Steps to Understanding the Broader Implications of Synthetic Sociality

  • Recognize the Substitution: Image generators replace not just artistic labor but the social effort involved in commissioning, collaborating with, or learning from human creators. When you use Midjourney instead of working with an artist, you're automating away a relationship.
  • Understand the Data Source: The training data for these models comes from billions of social interactions on digital platforms, representing accumulated human effort that was commodified without explicit consent or compensation to the original creators.
  • Consider Ownership and Control: Private companies own and govern these generative models with minimal transparency or democratic input. This means a small number of corporations control the infrastructure through which billions of people now engage in social connection.
  • Examine the Perception Shift: As we increasingly interact with AI-generated content and use these tools to mediate our relationships, our perception of what's real, authentic, and valuable begins to shift in ways we may not fully recognize.

What Are the Real Consequences of Automating Social Connection?

The research identifies several downstream effects that emerge from automating social doing. First, there's the problem of invisibility. When you use Midjourney to create an image, the tool obscures the connection to the living social doing embedded in its training data. You don't see the artists whose work trained the model, the social context of the images, or the cultural history behind visual styles the model learned to replicate.

This invisibility creates what researchers call "commodity fetishism," where the social and cultural bonds that made the training data valuable become hidden. You see a beautiful generated image but not the thousands of human relationships, artistic traditions, and social interactions that made it possible.

Second, there's the question of who benefits. When Midjourney users generate images without commissioning human artists, the economic value that might have flowed to creators instead flows to the company that owns the model. More subtly, the cultural knowledge and artistic traditions embedded in the training data are extracted and privatized by corporations.

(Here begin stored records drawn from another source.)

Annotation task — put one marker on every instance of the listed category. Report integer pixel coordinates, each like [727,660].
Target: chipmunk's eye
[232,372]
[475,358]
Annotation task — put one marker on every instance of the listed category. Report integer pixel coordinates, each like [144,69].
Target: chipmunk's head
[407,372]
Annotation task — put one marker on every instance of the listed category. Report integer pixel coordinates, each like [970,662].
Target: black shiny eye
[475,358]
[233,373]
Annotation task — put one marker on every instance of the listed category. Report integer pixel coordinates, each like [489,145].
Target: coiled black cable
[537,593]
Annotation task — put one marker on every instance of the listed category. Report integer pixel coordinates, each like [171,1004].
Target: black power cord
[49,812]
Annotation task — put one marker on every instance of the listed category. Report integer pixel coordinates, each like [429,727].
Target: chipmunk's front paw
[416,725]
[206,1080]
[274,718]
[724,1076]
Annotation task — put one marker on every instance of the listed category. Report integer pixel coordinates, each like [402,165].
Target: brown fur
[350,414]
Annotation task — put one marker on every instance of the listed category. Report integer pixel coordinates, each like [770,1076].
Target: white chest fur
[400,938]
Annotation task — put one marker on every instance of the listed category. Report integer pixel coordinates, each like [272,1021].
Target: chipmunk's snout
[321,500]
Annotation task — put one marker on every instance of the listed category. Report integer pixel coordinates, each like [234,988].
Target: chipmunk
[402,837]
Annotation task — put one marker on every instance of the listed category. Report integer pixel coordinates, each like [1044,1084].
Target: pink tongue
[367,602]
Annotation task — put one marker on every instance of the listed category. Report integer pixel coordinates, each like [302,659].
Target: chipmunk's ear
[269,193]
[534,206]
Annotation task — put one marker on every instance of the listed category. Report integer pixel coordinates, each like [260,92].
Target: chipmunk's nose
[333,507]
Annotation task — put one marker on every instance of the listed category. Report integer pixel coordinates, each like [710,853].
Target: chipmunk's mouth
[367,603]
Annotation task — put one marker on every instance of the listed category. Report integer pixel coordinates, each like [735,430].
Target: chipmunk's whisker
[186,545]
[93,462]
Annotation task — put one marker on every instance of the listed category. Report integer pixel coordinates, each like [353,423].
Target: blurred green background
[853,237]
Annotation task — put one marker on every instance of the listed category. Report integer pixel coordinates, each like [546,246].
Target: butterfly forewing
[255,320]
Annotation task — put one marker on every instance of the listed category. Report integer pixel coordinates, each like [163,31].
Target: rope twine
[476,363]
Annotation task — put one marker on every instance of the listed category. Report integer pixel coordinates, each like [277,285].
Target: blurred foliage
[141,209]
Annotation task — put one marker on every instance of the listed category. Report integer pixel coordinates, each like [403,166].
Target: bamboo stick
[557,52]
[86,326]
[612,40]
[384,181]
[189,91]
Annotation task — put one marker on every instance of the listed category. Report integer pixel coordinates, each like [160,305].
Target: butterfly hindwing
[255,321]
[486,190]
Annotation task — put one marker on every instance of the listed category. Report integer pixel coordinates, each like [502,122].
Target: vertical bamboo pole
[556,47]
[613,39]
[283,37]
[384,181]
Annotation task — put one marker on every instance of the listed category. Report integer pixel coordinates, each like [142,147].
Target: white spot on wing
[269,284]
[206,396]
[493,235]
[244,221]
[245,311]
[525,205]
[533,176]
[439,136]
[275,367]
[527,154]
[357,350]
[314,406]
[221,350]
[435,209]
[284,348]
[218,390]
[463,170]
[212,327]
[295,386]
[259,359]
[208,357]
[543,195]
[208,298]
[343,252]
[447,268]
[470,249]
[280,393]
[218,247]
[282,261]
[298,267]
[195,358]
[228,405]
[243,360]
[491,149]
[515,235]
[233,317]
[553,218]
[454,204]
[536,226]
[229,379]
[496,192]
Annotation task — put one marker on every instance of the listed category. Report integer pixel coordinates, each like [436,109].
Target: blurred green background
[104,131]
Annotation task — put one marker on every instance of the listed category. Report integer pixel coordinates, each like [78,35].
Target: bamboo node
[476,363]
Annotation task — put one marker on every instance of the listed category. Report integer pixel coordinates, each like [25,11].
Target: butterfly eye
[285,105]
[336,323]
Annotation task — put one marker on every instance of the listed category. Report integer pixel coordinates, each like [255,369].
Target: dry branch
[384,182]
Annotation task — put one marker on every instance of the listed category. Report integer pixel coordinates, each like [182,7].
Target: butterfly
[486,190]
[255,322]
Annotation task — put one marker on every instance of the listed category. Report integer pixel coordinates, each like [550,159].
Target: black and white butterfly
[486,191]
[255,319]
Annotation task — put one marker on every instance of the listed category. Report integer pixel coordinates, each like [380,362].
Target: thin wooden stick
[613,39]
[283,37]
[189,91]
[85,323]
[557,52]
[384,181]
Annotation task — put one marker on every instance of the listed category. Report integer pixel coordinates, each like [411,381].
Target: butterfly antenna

Third, and perhaps most concerning, is the alteration of our social fabric itself. As more people use generative models to mediate their relationships, create gifts, communicate with loved ones, and express themselves, the nature of those relationships changes. We're not just automating labor; we're automating the very capacities that make us social beings.

Can Automation of Social Connection Ever Be Beneficial?

The research doesn't argue that all automation of social doing is inherently harmful. There may be scenarios where it's beneficial, such as helping people with disabilities engage in social connection they might otherwise struggle to achieve, or providing access to creative tools for people without resources to hire professionals.

However, the current deployment of generative models like Midjourney happens without this kind of intentional design for social benefit. Instead, these tools are optimized for profit and user engagement, not for strengthening human relationships or democratizing access to creative capacity.

The research suggests that future generative models could be designed differently. Rather than being privately owned and governed, they could operate with greater transparency and democratic control. Rather than obscuring the social doing in their training data, they could make visible the artists, creators, and communities whose work made them possible. Rather than replacing human connection, they could be designed to enhance it.

As Midjourney and similar tools become increasingly integrated into how we work, create, and relate to one another, these questions become more urgent. We're not just deciding whether to use a new technology; we're deciding what kind of social fabric we want to live in, and whether the automation of human connection should remain in private hands.